Search results returned are incomplete

I use ES7 to search PDF files.

When I search something with match_phrase, I get 2 word occurrences, even though the document has 59 occurrences.

What can be the reason for this? How can I optimize the query?

{
        "from": 0,
        "size": 2500,
        "_source": [
            "filename",
            "folder"
        ],
        "highlight": {
            "fields": {
                "attachment.content": {
                    "number_of_fragments": 1000,
                    "force_source": true,
                    "type": "fvh"
                }
            }
        },
        "query": {
            "bool": {
                "must": [
                    { "match_phrase": { "attachment.content": "lorem ipsum dolor" } }
                ]
            }
        }
      }

Hi Philipp.

"hits" is a count of documents not word occurrences.

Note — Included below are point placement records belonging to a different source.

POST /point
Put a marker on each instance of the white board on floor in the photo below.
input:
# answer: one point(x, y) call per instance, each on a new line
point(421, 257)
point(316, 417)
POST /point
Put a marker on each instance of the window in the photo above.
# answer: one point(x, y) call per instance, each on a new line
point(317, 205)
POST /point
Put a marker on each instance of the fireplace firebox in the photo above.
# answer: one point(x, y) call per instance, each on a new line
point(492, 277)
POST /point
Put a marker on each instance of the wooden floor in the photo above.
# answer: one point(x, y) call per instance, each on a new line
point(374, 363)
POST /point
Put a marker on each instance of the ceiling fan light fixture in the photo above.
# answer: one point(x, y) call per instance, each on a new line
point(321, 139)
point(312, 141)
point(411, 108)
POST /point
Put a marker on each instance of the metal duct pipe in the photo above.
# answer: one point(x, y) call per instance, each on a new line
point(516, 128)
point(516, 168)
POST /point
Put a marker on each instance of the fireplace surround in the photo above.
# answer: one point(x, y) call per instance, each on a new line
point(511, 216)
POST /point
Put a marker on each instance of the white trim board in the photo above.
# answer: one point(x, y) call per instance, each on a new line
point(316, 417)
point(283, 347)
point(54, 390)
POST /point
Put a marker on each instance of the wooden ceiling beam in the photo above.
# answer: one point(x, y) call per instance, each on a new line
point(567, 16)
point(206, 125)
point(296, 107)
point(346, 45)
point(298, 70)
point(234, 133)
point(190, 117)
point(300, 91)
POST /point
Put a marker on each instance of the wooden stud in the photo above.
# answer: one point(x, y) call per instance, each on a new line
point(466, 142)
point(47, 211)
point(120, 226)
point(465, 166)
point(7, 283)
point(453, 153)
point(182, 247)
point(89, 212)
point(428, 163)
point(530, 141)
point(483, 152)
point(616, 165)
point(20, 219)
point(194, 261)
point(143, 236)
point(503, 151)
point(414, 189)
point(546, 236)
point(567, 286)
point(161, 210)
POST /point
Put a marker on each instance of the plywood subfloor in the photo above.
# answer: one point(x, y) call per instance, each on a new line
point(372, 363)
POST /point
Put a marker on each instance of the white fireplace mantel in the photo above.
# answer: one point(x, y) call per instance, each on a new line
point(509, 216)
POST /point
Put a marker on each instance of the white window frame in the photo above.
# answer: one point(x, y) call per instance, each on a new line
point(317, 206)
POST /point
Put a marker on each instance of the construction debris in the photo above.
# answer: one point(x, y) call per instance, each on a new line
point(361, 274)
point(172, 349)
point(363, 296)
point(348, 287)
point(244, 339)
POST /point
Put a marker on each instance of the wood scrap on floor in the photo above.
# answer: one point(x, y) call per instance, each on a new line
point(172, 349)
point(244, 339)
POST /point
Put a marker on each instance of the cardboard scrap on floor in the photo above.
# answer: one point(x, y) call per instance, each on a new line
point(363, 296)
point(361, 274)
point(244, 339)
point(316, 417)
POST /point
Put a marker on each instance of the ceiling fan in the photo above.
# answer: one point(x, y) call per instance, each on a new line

You're right, I misunderstood. I am, of course, referring to word occurrences in a document. I updated the question.

Not sure where that figure comes from because we don't report word occurrences.

Hello, Mark,

when I search for a phrase with ES7, the search engine should
Return word occurrences in the specified index. Since I use the highlighter, I wanted to highlight exactly these text passages.

I wouldn't rely on highlighting for accurate counting of in-doc matches.
That said, there are some settings for highlighters where you can increase the number of fragments that are returned.

This topic was automatically closed 28 days after the last reply. New replies are no longer allowed.